“The Great North” is out, and the reviews are continuing to roll in:
Review Blog: A.M. Leibowitz
Reviewer: A.M. LeibowitzThe reason I agreed to review this is that the author is outstanding at world-building. Everything is flawless. It’s not hard to understand the context, right from the beginning, and there are no long, dull expository passages. The cues are built right into the narrative.
I also love the way fantasy, science fiction, and dystopia are seamlessly integrated. The writing style reminds me of Madeleine L’Engle in that regard. This story in particular has, for me, some of the same emotional similarities to a couple of my favorites of hers. What a delight to be not only taken to a new place but to be reminded of something familiar and beloved.
I have a soft spot for retold fairy tales, and this one delivers. Although it’s not a story I was familiar with, that certainly didn’t take away from my enjoyment. Covering an old story is often done by giving it a contemporary setting. This novella is unusual in placing it in a post-apocalyptic world, which I think is brilliant.
Review Blog: Wicked Faerie Reviews
Review Blog: The Diverse Reader
So let’s talk world building. This is always the interesting part and it can make or break a story. We don’t know what the world would really be like 100% in an apocalypse. All we have to really go on is what we see in movies, TV, or read in books. So much is left to our imagination. Because of this seeing it through the eyes of someone, namely this author, is fascinating. I thought his creativity was amazing. From the evolution of speech to stories of the past… history for them, our present. But the most interesting part, for me, was the devolution of equality and acceptance of sexual orientation.

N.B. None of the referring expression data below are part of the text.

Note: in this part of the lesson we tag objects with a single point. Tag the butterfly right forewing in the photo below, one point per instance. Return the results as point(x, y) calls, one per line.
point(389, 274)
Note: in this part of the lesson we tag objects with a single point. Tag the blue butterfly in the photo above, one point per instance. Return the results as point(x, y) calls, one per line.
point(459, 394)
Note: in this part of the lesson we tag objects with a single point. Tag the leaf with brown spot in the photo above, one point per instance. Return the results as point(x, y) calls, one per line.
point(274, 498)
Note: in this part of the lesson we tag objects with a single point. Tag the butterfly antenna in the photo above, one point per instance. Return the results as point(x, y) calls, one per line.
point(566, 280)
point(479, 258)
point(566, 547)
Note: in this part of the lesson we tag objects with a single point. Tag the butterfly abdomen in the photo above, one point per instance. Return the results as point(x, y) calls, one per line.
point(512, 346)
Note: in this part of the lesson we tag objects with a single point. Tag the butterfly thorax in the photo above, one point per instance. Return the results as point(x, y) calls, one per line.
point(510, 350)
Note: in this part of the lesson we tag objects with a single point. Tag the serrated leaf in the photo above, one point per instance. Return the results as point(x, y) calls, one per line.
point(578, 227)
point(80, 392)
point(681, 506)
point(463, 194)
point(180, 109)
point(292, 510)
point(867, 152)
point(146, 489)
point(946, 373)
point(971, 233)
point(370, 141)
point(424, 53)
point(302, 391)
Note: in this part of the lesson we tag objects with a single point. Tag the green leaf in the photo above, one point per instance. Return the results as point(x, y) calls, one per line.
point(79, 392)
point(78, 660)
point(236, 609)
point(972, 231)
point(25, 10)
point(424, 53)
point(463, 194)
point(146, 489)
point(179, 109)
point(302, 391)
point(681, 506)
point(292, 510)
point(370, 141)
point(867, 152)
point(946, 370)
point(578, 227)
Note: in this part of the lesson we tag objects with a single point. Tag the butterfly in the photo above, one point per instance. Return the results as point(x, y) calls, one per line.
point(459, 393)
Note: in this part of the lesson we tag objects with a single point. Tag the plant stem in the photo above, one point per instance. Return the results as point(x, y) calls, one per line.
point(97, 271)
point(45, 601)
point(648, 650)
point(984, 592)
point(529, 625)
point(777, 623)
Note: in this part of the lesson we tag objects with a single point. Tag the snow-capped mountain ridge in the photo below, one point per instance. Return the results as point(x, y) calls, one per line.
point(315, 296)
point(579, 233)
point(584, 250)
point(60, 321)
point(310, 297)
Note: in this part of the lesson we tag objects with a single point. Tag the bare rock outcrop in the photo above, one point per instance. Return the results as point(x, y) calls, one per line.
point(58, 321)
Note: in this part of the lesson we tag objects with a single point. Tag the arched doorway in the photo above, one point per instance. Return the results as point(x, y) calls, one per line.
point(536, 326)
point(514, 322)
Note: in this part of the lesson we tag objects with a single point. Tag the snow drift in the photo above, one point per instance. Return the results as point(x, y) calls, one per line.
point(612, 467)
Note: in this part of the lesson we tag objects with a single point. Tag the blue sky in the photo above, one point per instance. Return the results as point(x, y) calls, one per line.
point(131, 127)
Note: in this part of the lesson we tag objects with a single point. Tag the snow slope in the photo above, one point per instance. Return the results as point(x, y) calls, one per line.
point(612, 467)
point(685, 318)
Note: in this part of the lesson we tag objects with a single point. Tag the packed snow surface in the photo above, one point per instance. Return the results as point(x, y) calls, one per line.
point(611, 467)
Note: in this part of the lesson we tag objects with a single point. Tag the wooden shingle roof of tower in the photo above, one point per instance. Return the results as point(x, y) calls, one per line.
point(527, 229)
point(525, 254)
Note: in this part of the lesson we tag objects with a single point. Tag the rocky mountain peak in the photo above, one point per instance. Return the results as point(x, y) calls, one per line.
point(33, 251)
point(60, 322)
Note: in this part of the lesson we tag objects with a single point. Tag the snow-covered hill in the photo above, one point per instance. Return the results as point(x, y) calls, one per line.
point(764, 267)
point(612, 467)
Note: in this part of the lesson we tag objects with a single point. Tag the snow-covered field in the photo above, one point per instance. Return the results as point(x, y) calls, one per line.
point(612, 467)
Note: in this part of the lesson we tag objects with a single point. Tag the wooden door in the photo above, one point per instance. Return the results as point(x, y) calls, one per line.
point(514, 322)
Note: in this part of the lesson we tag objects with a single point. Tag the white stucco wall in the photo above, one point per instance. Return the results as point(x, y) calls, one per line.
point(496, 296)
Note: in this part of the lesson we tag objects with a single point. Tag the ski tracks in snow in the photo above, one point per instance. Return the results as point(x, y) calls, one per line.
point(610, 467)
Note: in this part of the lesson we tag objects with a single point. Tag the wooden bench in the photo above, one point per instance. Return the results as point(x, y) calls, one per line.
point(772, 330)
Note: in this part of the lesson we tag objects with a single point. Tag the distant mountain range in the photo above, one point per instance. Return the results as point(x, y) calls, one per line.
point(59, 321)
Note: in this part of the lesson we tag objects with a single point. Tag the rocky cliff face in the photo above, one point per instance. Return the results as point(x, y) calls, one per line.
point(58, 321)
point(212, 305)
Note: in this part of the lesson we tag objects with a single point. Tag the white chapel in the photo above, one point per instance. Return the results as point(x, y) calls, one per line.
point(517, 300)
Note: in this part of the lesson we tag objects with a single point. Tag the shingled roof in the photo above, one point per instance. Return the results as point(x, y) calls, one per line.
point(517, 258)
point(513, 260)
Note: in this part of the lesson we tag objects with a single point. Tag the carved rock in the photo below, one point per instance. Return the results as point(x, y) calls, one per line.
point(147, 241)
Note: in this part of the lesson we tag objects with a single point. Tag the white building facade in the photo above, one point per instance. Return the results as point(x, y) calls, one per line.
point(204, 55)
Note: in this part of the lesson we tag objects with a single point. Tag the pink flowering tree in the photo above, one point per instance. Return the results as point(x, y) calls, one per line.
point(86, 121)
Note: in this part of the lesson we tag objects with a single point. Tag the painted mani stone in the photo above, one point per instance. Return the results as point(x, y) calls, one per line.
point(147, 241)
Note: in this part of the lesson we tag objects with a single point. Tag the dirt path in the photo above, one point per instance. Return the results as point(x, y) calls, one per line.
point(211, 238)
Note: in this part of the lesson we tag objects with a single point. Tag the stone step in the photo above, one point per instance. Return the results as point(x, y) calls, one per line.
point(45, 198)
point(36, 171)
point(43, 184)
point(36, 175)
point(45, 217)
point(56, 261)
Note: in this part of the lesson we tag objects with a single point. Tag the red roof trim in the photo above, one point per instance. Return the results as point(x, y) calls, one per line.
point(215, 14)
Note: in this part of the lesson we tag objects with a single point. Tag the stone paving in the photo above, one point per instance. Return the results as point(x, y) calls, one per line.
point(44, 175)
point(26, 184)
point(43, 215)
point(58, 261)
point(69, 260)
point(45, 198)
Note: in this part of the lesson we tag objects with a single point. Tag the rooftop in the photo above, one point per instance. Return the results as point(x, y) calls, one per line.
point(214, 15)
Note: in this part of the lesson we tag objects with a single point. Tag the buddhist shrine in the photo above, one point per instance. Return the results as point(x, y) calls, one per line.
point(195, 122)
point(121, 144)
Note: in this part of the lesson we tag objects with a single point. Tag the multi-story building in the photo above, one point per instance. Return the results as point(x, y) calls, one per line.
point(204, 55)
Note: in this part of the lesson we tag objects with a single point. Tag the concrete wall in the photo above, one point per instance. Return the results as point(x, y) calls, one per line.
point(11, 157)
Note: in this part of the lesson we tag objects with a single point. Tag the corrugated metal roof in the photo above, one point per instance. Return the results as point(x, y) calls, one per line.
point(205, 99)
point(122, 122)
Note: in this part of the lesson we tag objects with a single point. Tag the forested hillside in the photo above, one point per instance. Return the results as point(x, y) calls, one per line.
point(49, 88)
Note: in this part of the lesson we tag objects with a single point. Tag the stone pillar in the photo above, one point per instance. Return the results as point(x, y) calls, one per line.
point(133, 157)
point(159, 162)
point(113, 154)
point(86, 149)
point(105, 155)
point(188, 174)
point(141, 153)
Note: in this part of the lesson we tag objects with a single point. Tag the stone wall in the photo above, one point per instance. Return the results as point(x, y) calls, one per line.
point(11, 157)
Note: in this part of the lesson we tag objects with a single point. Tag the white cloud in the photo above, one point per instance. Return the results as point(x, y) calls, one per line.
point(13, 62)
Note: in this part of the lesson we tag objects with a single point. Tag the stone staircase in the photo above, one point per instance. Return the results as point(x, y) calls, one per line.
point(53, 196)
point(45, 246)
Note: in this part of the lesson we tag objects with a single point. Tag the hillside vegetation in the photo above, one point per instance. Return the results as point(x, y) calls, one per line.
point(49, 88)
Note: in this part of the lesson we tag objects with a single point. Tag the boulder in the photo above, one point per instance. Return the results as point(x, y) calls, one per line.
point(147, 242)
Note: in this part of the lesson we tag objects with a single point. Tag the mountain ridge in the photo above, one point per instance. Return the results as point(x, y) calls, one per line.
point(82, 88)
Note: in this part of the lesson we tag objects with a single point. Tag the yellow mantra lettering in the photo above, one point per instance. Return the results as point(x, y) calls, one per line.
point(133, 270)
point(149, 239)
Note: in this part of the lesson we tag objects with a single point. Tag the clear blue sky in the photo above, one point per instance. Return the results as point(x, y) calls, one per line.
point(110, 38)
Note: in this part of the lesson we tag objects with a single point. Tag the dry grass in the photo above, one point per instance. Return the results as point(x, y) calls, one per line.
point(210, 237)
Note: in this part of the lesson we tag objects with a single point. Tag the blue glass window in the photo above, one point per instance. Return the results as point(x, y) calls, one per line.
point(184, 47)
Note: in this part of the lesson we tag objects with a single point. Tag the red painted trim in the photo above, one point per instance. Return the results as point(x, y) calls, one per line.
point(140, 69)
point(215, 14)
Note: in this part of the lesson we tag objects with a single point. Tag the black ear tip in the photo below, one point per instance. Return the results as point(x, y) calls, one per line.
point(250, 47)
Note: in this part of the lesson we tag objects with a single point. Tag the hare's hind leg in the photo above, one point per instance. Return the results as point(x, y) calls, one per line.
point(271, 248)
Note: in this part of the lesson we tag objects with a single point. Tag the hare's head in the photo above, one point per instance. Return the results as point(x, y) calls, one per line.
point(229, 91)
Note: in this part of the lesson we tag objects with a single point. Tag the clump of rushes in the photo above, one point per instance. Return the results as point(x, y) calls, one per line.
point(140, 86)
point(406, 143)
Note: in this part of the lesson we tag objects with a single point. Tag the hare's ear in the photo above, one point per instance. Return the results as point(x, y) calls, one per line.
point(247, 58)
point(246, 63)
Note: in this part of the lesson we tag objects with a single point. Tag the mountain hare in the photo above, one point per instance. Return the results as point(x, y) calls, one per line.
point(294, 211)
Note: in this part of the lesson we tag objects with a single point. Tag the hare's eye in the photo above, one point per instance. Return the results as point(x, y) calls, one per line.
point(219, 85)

We like to believe we are progressing, so to see that in a collapse that it could fall so far backward is worrisome.
This makes Dwyn and his secret so terrifying. For the most part, Dwyn is able to hide it. Knowing you could be severely punished for something is a good motivator. But meeting Mael makes the secrecy extremely difficult.
What I loved most about this story was the incredible world building. Outstanding even. Just when you think you’ve read every dystopian possibility you get a treat like this that makes you see it differently.
Review Blog: Sue Brown
Reviewer: Sue Brown
I firmly believe J. Scott Coatsworth could never write a bad book if he tried. He has a skill of world-building I envy and he always writes exceptional characters. The Great North is no exception in the description of the landscape and politics, and it was good tale of the conflict between two disparate groups of people.